- Reindeer See Wonderful World of UV Light
WILTSHIRE, England, May 27, 2011 — The ultraviolet light that can cause temporary snow blindness in humans can be life-saving for reindeer in the Arctic.
A team of researchers has now tested the vision of reindeer to see what wavelengths they can see and has found that they can perceive wavelengths down to around 350 to 320 nm, in the ultraviolet range.
The Biotechnology and Biological Sciences Research Council (BBSRC)funded team conducted the study, which shows that this visual capacity is part of the reindeer's unique adaptation to the extreme Arctic environment it inhabits. The UV range allows the animals to take in live-saving information in conditions where normal mammalian vision would leave them vulnerable to starvation, predators and territorial conflict. It also raises the question of how reindeer protect their eyes from UV radiation, which is thought to be harmful to human vision.

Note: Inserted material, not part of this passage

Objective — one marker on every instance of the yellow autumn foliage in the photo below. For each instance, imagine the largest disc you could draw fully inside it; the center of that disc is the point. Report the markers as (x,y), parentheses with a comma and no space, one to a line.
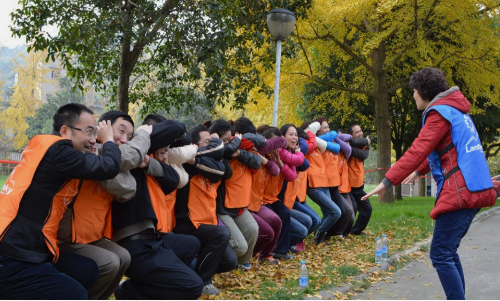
(27,96)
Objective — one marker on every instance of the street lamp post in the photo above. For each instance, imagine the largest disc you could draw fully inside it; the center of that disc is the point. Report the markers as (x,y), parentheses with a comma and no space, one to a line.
(280,23)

Lead researcher professor Glen Jeffery said, "We discovered that reindeer can not only see ultraviolet light but they can also make sense of the image to find food and stay safe. Humans and almost all other mammals could never do this, as our lenses just don't let UV through into the eye.
"In conditions where there is a lot of UV — when surrounded by snow, for example — it can be damaging to our eyes. In the process of blocking UV light from reaching the retina, our cornea and lens absorb its damaging energy and can be temporarily burned. The front of the eye becomes cloudy, and so we call this snow blindness. Although this is normally reversible and plays a vital role to protect our sensitive retinas from potential damage, it is very painful."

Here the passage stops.